Every year, 636,000 Americans are released from prisons, and more than 11 million cycle through local jails. Many residents in the places where LISC works number among these returning citizens—people in need of social support and family-sustaining jobs in order to become successful, contributing members of their communities. And many more, particularly young people, lack the opportunities and mentorship that could keep them from getting caught up in the justice system in the first place.
Every year, 636,000 Americans are released from prisons, and 11 million cycle through local jails.
LISC has ramped up its commitment to investing in concerted “pre-entry” and “re-entry” programming and supports in our communities. In addition to our crime reduction investments, last year we helped deploy $500,000 from the Walmart Foundation’s Inclusion and Diversity fund to local initiatives working with pre- and re-entry populations.
Projects we support include:
- Our network of Financial Opportunity Centers and our Bridges to Career Opportunities program support formerly incarcerated residents across the country to take the reins of their financial lives, build positive credit histories and skill up for living-wage jobs.

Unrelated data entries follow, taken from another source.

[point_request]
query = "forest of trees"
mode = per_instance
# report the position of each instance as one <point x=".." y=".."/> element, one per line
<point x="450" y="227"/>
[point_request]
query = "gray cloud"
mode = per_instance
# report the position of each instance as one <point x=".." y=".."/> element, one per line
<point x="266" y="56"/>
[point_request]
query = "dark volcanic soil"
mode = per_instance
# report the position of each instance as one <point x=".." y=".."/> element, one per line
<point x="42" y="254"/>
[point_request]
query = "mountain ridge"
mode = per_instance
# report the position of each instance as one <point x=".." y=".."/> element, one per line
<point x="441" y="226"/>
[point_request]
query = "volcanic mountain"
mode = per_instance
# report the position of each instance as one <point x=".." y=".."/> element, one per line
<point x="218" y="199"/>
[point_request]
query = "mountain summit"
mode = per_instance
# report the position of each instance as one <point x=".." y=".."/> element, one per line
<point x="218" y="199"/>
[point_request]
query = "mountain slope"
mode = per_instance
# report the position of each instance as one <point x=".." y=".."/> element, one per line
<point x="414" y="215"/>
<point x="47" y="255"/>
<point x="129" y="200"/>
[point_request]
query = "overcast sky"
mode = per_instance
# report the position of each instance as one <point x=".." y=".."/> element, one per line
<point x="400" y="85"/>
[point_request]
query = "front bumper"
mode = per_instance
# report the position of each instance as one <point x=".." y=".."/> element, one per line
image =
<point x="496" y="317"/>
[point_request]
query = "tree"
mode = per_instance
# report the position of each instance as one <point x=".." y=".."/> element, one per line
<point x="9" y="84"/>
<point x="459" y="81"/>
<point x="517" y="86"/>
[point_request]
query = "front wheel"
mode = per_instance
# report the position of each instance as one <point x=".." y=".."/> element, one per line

This is supported in part with $4.5 million in funding from the U.S. Deptartment of Labor. We also nurture employer relationships with companies that prioritize the hiring of returning citizens.
- Conflict resolution and mentoring programs such as the RVA League for Safer Streets, a basketball-based education program centered in public housing communities in Richmond, VA. Founded by two formerly incarcerated Richmond residents, the RVA League has already had a profound impact on internecine gun violence between rival gangs and in lowering crime in the city’s neighborhoods.
- Pre-entry programming, like the TeenREACH initiative the Springfield, Illinois Urban League, which works with young people who are at risk of being swept into gang activity in the middle- and high school years.
- Probation reform efforts, such as the Resurgence Collaborative in San Antonio, TX, which brought probation officers to an Eastside community center that was more accessible to a population of the city’s adult probationers. One result has been a significant drop in probation revocation because of missed appointments.